"Not being fully empowered by our respective principals
to fulfil these terms," the agreement truthfully concluded, "we
individually and officially pledge ourselves to promptly obtain the
necessary authority."
The rebel President, with unnecessary formality, required a report from
General Breckinridge, his Secretary of War, on the desirability of
ratifying this most favorable convention. Scarcely had he given it his
indorsement when news came that it had been disapproved at Washington,
and that Sherman had been directed to continue his military operations;
and the peripatetic government once more took up its southward flight.
The moment General Grant read the agreement he saw it was entirely
inadmissible.
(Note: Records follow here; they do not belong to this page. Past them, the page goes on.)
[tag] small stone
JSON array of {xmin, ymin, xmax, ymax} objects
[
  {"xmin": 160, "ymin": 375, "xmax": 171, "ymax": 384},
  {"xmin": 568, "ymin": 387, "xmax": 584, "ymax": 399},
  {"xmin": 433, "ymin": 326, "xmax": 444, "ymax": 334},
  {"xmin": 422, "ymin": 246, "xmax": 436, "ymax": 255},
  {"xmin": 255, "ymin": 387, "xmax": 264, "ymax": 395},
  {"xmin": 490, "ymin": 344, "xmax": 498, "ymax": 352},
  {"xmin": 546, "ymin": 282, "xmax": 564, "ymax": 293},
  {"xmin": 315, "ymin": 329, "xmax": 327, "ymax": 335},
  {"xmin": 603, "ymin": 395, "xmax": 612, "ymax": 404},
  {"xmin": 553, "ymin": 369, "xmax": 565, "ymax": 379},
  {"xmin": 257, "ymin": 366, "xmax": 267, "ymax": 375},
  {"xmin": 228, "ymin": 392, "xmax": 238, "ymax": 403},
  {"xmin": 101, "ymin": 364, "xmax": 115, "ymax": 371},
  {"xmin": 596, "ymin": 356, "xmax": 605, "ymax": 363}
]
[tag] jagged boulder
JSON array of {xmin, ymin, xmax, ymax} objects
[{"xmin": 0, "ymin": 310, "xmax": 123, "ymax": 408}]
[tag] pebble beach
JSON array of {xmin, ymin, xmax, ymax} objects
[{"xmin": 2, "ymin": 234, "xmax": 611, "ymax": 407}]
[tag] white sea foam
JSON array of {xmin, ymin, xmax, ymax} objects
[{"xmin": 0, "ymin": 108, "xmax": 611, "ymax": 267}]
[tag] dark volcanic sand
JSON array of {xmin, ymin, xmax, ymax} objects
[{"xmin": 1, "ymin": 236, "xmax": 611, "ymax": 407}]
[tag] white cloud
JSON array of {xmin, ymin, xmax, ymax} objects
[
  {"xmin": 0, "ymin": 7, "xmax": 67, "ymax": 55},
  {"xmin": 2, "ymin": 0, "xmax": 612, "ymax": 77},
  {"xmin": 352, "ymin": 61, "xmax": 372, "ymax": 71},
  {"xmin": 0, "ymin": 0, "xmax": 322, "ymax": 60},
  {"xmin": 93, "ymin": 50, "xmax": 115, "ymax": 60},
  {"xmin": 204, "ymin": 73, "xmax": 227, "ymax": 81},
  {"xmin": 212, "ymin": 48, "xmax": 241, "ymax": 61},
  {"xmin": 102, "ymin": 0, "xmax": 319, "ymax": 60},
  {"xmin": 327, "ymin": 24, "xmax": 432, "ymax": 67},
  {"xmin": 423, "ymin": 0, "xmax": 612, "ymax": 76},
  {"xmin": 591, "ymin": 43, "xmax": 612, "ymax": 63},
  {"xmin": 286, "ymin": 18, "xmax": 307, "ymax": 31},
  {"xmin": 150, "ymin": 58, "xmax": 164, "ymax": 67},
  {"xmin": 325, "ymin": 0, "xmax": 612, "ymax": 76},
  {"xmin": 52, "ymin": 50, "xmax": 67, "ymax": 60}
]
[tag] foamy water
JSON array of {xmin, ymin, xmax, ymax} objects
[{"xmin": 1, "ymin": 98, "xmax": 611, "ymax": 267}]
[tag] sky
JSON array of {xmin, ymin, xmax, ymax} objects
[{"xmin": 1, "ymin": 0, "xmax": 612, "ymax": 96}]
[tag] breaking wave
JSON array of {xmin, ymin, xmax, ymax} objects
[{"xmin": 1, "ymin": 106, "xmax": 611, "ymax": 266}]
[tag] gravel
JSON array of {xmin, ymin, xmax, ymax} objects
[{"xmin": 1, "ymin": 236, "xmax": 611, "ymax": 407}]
The new President called his cabinet together, and Mr.
Lincoln's instructions of March 3 to Grant were repeated to
Sherman--somewhat tardily, it must be confessed--as his rule of action.
All this was a matter of course, and General Sherman could not properly,
and perhaps would not, have objected to it. But the calm spirit of
Lincoln was now absent from the councils of the government; and it was
not in Andrew Johnson and Mr. Stanton to pass over a mistake like this,
even in the case of one of the most illustrious captains of the age.
They ordered Grant to proceed at once to Sherman's headquarters, and to
direct operations against the enemy; and, what was worse, Mr.